When we are saying the ARP Enhanced Forwarding means instead of using the L2 all vlans in SDA fabric will use the L3 VNI of 4097
Fig 1.1-ARP Enhanced Forwarding |
Step 1: Client1 and Client2 belong to the same subnet and Client1 wants to communicate to Host 2. Since they are in the same subnet Client1 sends an ARP request for the mac-address of Client2
Step 2: As part of Enhanced forwarding ARP handling process the edge node 1 will proxy-arp for the Host 2 mac address and will send the mac-address of the “Anycast-GW” back to Client1.

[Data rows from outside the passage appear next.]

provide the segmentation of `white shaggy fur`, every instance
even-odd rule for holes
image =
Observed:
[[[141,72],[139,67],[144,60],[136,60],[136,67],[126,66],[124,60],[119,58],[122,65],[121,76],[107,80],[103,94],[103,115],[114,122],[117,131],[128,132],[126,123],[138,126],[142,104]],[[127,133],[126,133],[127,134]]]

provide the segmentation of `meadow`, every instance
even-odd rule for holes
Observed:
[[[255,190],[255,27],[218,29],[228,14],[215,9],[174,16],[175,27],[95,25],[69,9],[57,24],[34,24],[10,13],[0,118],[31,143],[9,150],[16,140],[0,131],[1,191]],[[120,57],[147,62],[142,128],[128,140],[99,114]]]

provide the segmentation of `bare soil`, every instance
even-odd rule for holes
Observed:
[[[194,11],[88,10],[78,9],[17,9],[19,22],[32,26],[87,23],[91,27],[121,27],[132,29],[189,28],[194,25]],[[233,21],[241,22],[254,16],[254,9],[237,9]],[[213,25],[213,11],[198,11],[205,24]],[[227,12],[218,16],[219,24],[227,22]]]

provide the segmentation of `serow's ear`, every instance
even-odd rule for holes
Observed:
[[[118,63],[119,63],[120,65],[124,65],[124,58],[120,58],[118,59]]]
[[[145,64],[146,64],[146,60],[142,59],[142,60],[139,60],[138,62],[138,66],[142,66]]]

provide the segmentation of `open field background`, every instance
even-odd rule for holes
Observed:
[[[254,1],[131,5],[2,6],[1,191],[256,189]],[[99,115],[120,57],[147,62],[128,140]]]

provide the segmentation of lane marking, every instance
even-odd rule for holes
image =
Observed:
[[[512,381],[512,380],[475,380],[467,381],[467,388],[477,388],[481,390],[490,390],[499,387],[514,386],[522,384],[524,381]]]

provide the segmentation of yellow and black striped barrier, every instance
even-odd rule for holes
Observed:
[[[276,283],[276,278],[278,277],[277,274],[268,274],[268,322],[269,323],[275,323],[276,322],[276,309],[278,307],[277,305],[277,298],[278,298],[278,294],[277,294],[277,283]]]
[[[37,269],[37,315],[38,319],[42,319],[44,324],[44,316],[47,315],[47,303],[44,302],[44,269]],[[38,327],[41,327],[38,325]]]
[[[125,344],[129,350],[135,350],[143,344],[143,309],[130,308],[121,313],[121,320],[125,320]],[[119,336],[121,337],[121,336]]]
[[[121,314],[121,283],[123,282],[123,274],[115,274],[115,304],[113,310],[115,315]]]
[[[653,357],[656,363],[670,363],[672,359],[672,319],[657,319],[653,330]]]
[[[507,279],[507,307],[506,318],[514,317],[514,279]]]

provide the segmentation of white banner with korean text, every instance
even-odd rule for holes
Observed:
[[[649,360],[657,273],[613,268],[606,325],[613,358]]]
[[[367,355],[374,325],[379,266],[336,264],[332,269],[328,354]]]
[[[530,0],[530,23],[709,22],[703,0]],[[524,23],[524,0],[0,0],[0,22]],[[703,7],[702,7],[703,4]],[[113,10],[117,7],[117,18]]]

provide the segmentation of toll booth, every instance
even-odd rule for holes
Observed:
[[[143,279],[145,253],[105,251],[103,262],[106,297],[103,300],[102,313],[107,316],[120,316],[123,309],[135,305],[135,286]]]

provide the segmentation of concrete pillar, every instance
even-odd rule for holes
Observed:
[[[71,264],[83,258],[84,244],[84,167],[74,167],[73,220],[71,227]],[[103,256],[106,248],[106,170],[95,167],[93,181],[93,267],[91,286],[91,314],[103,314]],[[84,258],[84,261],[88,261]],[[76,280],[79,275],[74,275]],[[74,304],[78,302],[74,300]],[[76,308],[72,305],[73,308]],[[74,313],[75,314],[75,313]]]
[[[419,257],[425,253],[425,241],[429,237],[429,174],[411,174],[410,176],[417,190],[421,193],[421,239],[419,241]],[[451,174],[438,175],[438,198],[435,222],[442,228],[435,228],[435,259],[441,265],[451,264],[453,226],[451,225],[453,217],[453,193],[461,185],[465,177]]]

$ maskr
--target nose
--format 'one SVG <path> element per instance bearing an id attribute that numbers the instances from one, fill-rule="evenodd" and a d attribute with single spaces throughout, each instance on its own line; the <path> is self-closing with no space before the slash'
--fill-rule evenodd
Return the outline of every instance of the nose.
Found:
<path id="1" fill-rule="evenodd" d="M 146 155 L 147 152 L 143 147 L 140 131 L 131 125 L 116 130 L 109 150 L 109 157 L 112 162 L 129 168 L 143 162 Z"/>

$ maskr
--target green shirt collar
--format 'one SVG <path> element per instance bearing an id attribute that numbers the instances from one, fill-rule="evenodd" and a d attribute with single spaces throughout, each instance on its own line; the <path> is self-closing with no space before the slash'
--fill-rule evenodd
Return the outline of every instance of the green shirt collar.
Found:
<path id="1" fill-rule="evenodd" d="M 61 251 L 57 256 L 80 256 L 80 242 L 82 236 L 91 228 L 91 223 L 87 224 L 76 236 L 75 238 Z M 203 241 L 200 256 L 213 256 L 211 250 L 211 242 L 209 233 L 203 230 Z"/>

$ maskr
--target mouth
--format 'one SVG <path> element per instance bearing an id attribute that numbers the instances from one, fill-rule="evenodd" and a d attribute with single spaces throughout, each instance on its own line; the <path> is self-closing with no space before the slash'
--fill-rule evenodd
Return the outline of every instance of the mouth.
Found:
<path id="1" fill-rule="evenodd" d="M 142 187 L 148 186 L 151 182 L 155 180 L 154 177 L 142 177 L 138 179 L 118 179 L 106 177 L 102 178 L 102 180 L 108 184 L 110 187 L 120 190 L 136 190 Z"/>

Step 3: Once the ARP reply reaches Host 1 it will populate its ARP table and then will send the traffic out to edge node 1.
The packet will contain below:
SRC IP: Client1 IP
SRC MAC: Client1 MAC
DST IP: Client2 IP
DST MAC: Anycast-GW MAC
Step 4: Now the traffic reaches edge node 1,the edge node 1 will ask the Control Plane node ”where is Host 2 located “ and based on the reply will forward it to the destination fabric node.
Step 5: After the map-reply is received the edge node 1 understands that is needs to send traffic to the edge node 2 . It encapsulates the traffic in VXLAN and using the l3 VNI is sent to the destination
The packet will contain below:
INNER PACKET:
SRC IP: Client1 IP
DST IP: Client2 IP
SRC MAC: Client1 MAC
DST MAC: Anycast-GW MAC
OUTER PACKET:
SRC IP: Edge 1 IP
SRC MAC: Router MAC
DST IP: Edge 2 IP
DST MAC: Next-Hop MAC (Intermediate node)
Step 6: Once Traffic reaches edge node 2 it will decapsulates the VXLAN headers and based on the Inner packet details will do a routing lookup to send it to Host 2.